One anecdote illuminated how Bernbach’s concern about “nice” affected the agency’s advertising. It centered on a Sony campaign that showed Sonys turning up in news-making real-life situations, such as the ’72 Democratic convention. About that time, Life magazine ran a photo of chess genius Bobby Fischer sprawled in his Reykjavik hotel room with a chess board and his Sony radio.
Copywriter Lore Parker described what happened.
“Bobby Fischer—the super-genius media star of the moment! In ten minutes, the picture became a Sony ad. Fischer’s agency said yes. Life said yes. Bill Bernbach said no.
“No!
“’I think it’s wrong,’ said Bill, ‘to work with someone so selfish and ill-mannered— a man [whose bad manners are] making this country look bad in the eyes of the world.’”
Parker “hated Bill for two whole days . . . and then I tried in vain to think of a single exploitative or morally questionable ad that had ever come out of DDB.

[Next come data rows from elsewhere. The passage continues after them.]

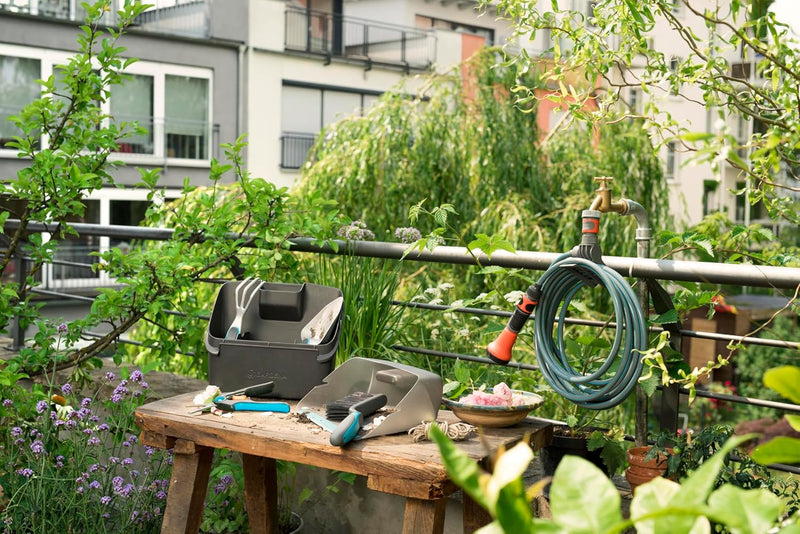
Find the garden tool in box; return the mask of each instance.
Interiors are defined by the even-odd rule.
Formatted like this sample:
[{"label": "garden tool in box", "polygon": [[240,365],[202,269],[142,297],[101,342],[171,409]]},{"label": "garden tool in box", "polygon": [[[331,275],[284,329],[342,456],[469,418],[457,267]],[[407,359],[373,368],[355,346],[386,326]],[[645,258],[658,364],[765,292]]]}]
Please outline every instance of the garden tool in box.
[{"label": "garden tool in box", "polygon": [[[358,395],[381,399],[385,396],[386,404],[377,412],[361,412],[361,431],[353,439],[385,436],[406,432],[423,421],[436,420],[442,387],[442,378],[430,371],[401,363],[355,357],[337,367],[322,384],[300,399],[297,411],[306,413],[309,419],[333,432],[338,424],[327,418],[329,404],[335,405],[342,399]],[[333,444],[344,444],[336,441]]]}]

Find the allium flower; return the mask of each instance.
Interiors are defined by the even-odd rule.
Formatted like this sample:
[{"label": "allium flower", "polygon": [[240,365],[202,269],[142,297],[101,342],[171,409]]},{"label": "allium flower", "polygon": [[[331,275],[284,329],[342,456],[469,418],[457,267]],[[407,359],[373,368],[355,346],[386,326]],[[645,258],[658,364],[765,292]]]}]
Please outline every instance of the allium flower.
[{"label": "allium flower", "polygon": [[422,234],[420,231],[413,226],[396,228],[394,231],[394,236],[403,243],[413,243],[422,239]]},{"label": "allium flower", "polygon": [[363,221],[353,221],[347,226],[342,226],[337,232],[339,237],[358,241],[371,241],[375,239],[375,234],[367,228]]}]

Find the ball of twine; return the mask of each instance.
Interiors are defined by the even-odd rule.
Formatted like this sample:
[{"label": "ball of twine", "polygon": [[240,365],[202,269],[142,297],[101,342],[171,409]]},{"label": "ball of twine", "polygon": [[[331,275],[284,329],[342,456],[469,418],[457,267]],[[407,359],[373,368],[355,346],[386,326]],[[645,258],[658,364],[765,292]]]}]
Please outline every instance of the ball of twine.
[{"label": "ball of twine", "polygon": [[448,423],[447,421],[423,421],[408,431],[408,435],[414,443],[430,439],[431,426],[436,425],[451,440],[461,441],[467,439],[470,434],[477,430],[476,427],[467,423]]}]

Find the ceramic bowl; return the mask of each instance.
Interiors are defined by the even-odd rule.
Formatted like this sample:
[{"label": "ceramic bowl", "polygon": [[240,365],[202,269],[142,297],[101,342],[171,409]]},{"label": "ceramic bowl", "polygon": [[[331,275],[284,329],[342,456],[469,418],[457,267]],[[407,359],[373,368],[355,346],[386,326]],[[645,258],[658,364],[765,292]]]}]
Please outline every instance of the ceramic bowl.
[{"label": "ceramic bowl", "polygon": [[516,425],[525,419],[531,410],[544,402],[544,399],[536,393],[518,389],[512,391],[516,395],[523,395],[526,399],[525,403],[519,406],[482,406],[478,404],[463,404],[444,398],[442,402],[448,410],[456,414],[465,423],[475,426],[503,428]]}]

“How old-fashioned,” she concluded. “How square. How wonderful.”
All the anecdotal offerings had been set in type, save for one, the one that meant the most to Bernbach. Three one-sentence paragraphs, handwritten by Bob Gage:
“I brought my talent to Bill.
“He recognized it, educated it and inspired it.

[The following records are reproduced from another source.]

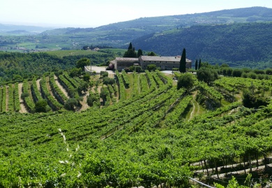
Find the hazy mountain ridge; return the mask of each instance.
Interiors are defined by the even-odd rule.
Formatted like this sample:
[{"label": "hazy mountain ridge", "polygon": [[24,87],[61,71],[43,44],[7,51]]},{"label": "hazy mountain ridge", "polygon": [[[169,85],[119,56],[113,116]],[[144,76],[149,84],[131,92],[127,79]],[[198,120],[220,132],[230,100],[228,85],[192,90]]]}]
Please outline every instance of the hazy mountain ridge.
[{"label": "hazy mountain ridge", "polygon": [[272,67],[271,22],[193,26],[172,32],[155,33],[133,40],[136,49],[163,56],[181,55],[202,58],[212,63],[227,63],[236,67]]},{"label": "hazy mountain ridge", "polygon": [[[243,19],[241,19],[243,18]],[[253,20],[254,19],[254,20]],[[226,24],[229,22],[244,22],[255,21],[272,21],[272,8],[264,7],[243,8],[231,10],[222,10],[214,12],[169,15],[138,19],[109,24],[96,28],[80,29],[69,28],[69,33],[112,31],[121,29],[139,29],[147,33],[161,32],[174,28],[187,27],[197,24]],[[56,29],[59,31],[59,29]],[[68,33],[63,29],[62,34]],[[54,33],[53,31],[44,32]],[[59,33],[59,32],[58,32]]]},{"label": "hazy mountain ridge", "polygon": [[0,32],[17,33],[40,33],[49,29],[52,29],[50,27],[42,27],[36,26],[24,26],[24,25],[13,25],[13,24],[0,24]]}]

“He put the feather in my cap.”
Account Gains and Losses, 1979-81
In:
Allied Chemical
American Greetings Corp.
Borden
Burpee seeds
C&C Cola
Chanel
Citibank
Diner’s Club
Gagliardi Brothers
IBM Corporate
IBM Office Products
Paine Webber
Pan Am
Sherwin-Williams stores
Universal Pictures
Weight Watchers
Out:
American Airlines
Avianca
Avis Rent-a-Car (second time)
Diamond-Sunsweet
Levy’s bread
Ponderosa
Publishers Clearing House
Standard Brands (Blue Bonnet)
Twentieth-Century Fox
Wrangler jeans
17
The Guy from Compton
“Nice guys finish last.”—Leo Durocher
Inside and outside, the perception grew stronger through 1976 and 1977 that Doyle Dane Bernbach had got it back together. Early in 1977, the editors of anny gave their “1976 Hottest Shop award” in the above-$75 million category to DDB. Their reasons:
“Last year, DDB stayed busy on all fronts, not the least of which was in the billings area (up $78,929,000). Aided by prestigious new account gains, the shop also received further testimony of its abilities by multi-million-dollar added assignments from many existing clients. Additionally, its well-executed media purchases coupled with a direct mail agency acquisition proved to many that this granddaddy of creative shops had matured into a well-run business organiza
tion.”
If “well-run business organization” seemed slightly extravagant to some sharp-eyed insiders, their observations were swamped in the prevailing excitement of new business, new products, new campaigns.
Neil Austrian’s financial brilliance led the agency to record high income and earnings in 1976, 1977, 1978. Wall Street analysts couldn’t issue enthusiastic “buy” reports fast enough. In 1978, the stock split 3-for-2. (And skipping just slightly ahead, to indicate how much Wall Street knows, Joe Daly won the Wall Street Transcript award in 1980 for “Best Chief Executive in the Advertising Industry,” based on a poll of ad industry analysts. Daly won again in 1982, this time jointly with Austrian, making him the first ad executive to win the honor twice.)